Saturday, November 27, 2010

Keystone

Dave Douglas

Photo by Bruno Bollaert/davedouglas.com

Monday, November 22, 2010

Darkness and Promise

THE REASON I, and no doubt legions of other no-longer-boys staring down hairloss and paunchiness, am so excited about this ridiculous new Springsteen box thing is that it chronicles the Turning Point in the man's classic oeuvre.

Simply: there is a transition in every man's life from Born to Run to Darkness on the Edge of Town, a time when, suddenly, the rah-rah defiance of Born gives way to the crushing weight of Real Life. “No Surrender” and “Thunder Road” and “Born to Run” still mean something, they still rouse the spirit every time they're played, but it becomes a matter of nostalgia, whereas Darkness etches a place that has become much more familiar to him, a compromised existence -- “trouble in the heartland” -- that wasn't exactly what he had in mind when he was still young and girlcrazy and half certain he ejaculated rocket fuel. But there he is.

Make no mistake, he's still aflame with a desire to go out at night and find out what he's got, maybe more than ever before, but he's a little worried about what he might find. The confidence and certainty are gone. All he knows for sure are the love and faith that make getting up in the morning possible.

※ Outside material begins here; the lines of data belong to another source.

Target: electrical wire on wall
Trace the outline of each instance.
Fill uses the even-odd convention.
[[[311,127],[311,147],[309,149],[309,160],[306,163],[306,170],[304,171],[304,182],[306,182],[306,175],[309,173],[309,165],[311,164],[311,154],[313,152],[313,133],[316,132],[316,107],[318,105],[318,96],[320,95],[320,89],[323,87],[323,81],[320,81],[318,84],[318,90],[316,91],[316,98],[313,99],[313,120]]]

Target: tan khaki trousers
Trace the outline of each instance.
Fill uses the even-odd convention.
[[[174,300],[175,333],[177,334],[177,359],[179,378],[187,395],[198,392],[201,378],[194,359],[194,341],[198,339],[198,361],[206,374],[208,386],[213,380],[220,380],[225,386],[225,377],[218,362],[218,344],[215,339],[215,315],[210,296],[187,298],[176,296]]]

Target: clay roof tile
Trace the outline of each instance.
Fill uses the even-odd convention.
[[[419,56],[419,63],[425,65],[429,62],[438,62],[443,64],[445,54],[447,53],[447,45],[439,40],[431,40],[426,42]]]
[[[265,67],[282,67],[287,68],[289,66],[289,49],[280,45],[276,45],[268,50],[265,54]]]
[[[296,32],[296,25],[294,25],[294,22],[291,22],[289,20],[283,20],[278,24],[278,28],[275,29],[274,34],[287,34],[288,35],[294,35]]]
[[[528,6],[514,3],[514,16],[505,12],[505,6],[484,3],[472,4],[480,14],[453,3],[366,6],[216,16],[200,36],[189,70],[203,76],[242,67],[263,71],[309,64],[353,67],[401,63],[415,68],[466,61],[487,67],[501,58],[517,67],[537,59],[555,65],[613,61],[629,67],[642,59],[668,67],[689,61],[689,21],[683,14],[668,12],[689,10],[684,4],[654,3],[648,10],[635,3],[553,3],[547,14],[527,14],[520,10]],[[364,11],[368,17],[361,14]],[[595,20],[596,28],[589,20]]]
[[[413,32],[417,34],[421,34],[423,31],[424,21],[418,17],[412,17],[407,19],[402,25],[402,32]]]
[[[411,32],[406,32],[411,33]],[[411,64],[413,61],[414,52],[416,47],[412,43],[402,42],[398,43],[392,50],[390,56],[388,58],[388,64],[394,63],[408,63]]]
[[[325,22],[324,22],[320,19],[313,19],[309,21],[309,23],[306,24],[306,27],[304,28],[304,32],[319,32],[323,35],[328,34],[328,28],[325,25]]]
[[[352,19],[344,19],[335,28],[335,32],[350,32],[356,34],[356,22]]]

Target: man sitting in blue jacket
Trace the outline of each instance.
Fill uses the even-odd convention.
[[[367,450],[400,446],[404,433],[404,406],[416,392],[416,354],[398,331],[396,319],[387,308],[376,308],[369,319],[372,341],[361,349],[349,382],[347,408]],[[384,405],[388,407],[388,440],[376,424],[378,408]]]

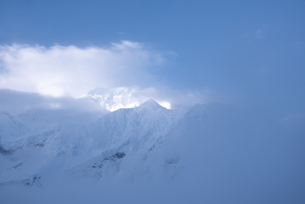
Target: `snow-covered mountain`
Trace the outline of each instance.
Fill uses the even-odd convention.
[[[99,103],[105,108],[113,111],[120,108],[134,108],[143,103],[150,98],[144,91],[136,86],[111,89],[96,88],[83,95],[81,98]],[[168,102],[160,101],[159,102],[168,109],[172,109],[174,107]]]
[[[114,95],[95,93],[104,107],[120,107],[109,99]],[[151,99],[135,104],[111,112],[2,108],[1,200],[302,203],[293,198],[305,183],[303,132],[217,103],[175,109]]]

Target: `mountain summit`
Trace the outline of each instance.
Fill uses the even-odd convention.
[[[81,98],[99,103],[104,108],[113,111],[120,108],[136,107],[146,102],[150,98],[144,89],[134,86],[111,89],[96,88],[83,95]],[[165,104],[165,107],[170,109],[170,104]]]

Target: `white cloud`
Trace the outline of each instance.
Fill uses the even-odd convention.
[[[78,98],[97,87],[136,85],[144,88],[131,97],[139,103],[151,98],[169,108],[213,101],[214,93],[207,89],[174,90],[158,83],[152,69],[164,66],[167,57],[175,55],[126,41],[103,48],[0,46],[0,89]]]
[[[78,97],[96,87],[149,86],[155,83],[149,69],[164,55],[126,41],[105,48],[0,46],[0,88]]]

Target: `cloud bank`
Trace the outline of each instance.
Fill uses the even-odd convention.
[[[0,88],[78,98],[97,87],[145,87],[155,80],[150,69],[166,60],[126,41],[104,48],[0,46]]]
[[[83,48],[0,46],[0,89],[78,98],[96,87],[136,86],[143,89],[133,92],[131,97],[135,100],[151,98],[167,108],[214,100],[206,88],[173,90],[160,84],[156,71],[165,67],[167,57],[173,54],[127,41]]]

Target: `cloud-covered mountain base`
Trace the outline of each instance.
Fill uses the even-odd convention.
[[[217,103],[169,110],[152,100],[110,113],[72,105],[13,113],[5,101],[2,203],[305,201],[302,118]]]

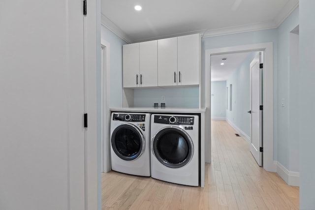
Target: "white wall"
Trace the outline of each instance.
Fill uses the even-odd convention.
[[[122,107],[123,45],[126,43],[103,26],[101,27],[101,39],[110,45],[110,106]]]
[[[226,81],[211,82],[211,119],[225,120],[226,110]]]
[[[257,53],[253,52],[247,56],[226,80],[229,92],[230,85],[232,85],[232,111],[230,111],[229,106],[226,110],[226,119],[247,137],[251,135],[251,115],[247,113],[251,110],[250,65]]]
[[[315,1],[300,0],[300,209],[315,210]]]

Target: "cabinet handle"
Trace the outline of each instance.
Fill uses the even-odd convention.
[[[181,82],[181,72],[179,72],[179,82]]]

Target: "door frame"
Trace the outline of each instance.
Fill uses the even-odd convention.
[[[264,138],[263,168],[266,171],[276,172],[277,166],[274,163],[274,120],[273,120],[273,44],[266,42],[246,45],[227,47],[206,50],[205,72],[205,106],[206,124],[211,126],[211,83],[212,55],[237,52],[263,51],[264,69],[263,72],[263,136]],[[205,148],[211,151],[211,129],[206,129]],[[206,162],[211,162],[211,154],[206,152]]]
[[[253,146],[252,144],[252,110],[253,110],[253,105],[252,105],[252,102],[253,102],[253,99],[252,99],[252,95],[253,95],[253,91],[252,91],[252,68],[253,65],[252,65],[252,63],[254,61],[254,60],[257,61],[257,62],[258,62],[258,64],[259,65],[260,63],[263,63],[263,60],[262,59],[262,58],[263,59],[263,52],[259,52],[257,53],[257,55],[256,56],[255,56],[255,57],[252,59],[252,61],[251,61],[251,63],[250,64],[250,110],[251,112],[251,113],[250,114],[250,150],[251,151],[251,152],[252,153],[252,155],[253,157],[255,158],[256,162],[257,162],[257,164],[259,166],[263,166],[263,161],[262,161],[262,158],[263,158],[263,153],[259,151],[259,148],[261,147],[263,147],[263,139],[262,139],[262,130],[263,130],[263,125],[262,125],[262,111],[261,110],[259,110],[259,146],[257,148],[256,148],[254,146]],[[257,58],[258,57],[258,58]],[[262,83],[261,83],[261,80],[262,80],[262,78],[261,78],[261,72],[262,72],[262,68],[260,68],[260,66],[258,67],[258,81],[259,81],[259,90],[258,90],[258,95],[259,98],[258,98],[258,100],[259,100],[259,103],[258,103],[258,105],[257,106],[257,107],[256,107],[256,109],[258,109],[258,110],[259,109],[258,109],[258,107],[259,107],[259,106],[262,105],[263,104],[263,102],[262,100],[262,96],[261,95],[261,92],[262,92]],[[257,92],[256,92],[255,93],[257,93]],[[259,152],[258,155],[256,154],[255,154],[255,150],[256,150],[256,152]],[[258,158],[258,160],[256,158]]]
[[[110,45],[106,41],[101,39],[101,62],[105,62],[101,69],[100,97],[102,170],[107,173],[111,170],[110,163]]]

SONY IS PROBABLY the best of the majors when it comes to putting together these sorts of massive packages – maybe from all their experience cashing in on Miles' legacy – so I have no doubt that the box is worth delving into. But what seems more intriguing to me (and less likely to result in darkness in the middle of my wallet) is The Promise, the stand-alone double-album worth of material that didn't make the cut for inclusion on Darkness way back in 1978. This is the stuff, universally lauded as album-worthy, that Springsteen trimmed away to reveal the darkness of Darkness. This is the stuff deemed extraneous. You get the sense that there's plenty to be gleaned from these tailings, a sort of shadow version of the man's/America's mentality circa '77-'78.


SPRINGSTEEN IS A tough sell among a certain demo, mostly because the boomers think they own him. That makes it hard for some to think of him as possessing currency. But the fact is they own him like I own him, which is to say not at all. But it can be tempting, can't it, to look at the details of what an artist has produced, to feel a kinship, a recognition, and to declare yours the only generation who'll truly get it. “You had to be there.” Bullshit. Show me a time, a place, populated by people who didn't, at one time or another, seeth with the urge “to spit in the face of these badlands.”

But at work there's a crappy version of “Merry Christmas, Baby” in rotation, calling to my coworkers' minds the vision of a hunch-shouldered and pandering Bruce, grinning and beaming, dancing with Courtney Cox, hamming it up with Clarence. So when I express admiration in the face of such evidence of lameness, eyes roll. That's fine. I start up conversations with the older guys coming in to lay down their $100 for the thing, they smile and shake their heads and then they take it home and watch the DVDs alone, listen to the CDs alone, wives elsewhere, uninterested, kids scoffing. If I had the spare money, I'd do the same.


PICK A CLICHE and it fits me like a pair of size 11 Blundstones. The “writer” working retail. The father of three rushing headlong toward a midlife something. The jazz fan who thinks “if people would only give it a chance...” The white guy in plaid shirts who thinks Bruuuuce! a kind of demigod. But all I know is this: there are works of art, cultural artifacts, that seem to warp the very air around them, that hum and glow, overshadowing lesser works, speaking to something vital or unassailable. These things make so many of your other things seem worthless, trivial, unworthy of the space they occupy. Springsteen is, it seems to me, the author of several such works, including Darkness on the Edge of Town, and I welcome the chance to spy on the process of creating such a work that these two (undeniably cash-grabby) releases offer me. Call me curious. Call me a sucker. Call me old. I don't mind a bit.

Monday, November 15, 2010

The Antidote

BECAUSE YOU FIND yourself singing along to Rihanna and Taio Cruz while at work, just because they're on, sweet heaven they are always on, you find yourself during your home hours reaching for an antidote of sorts to make sure you're not still singing Want you to make me feel like I'm the only girl in the world as you drift off toward a fitful and brief sleep. The antidote takes many shapes, but of late it has looked and tasted like:

Exploding Star Orchestra, Stars Have Shapes

Aeroplane Trio, Naranja Ha

Warpaint, The Fool

...and the 900 or so songs on the ipod that you've rated at 5 stars, in a seemingly never-ending shuffle, like hit radio as programmed by you, which has put you at one side of a kind of soft war with your wife, who skips a song or changes the program every time you leave the room. Too much Neutral Milk Hotel? Probably. But you can never OD on RFTC or The Clash, is how you see it.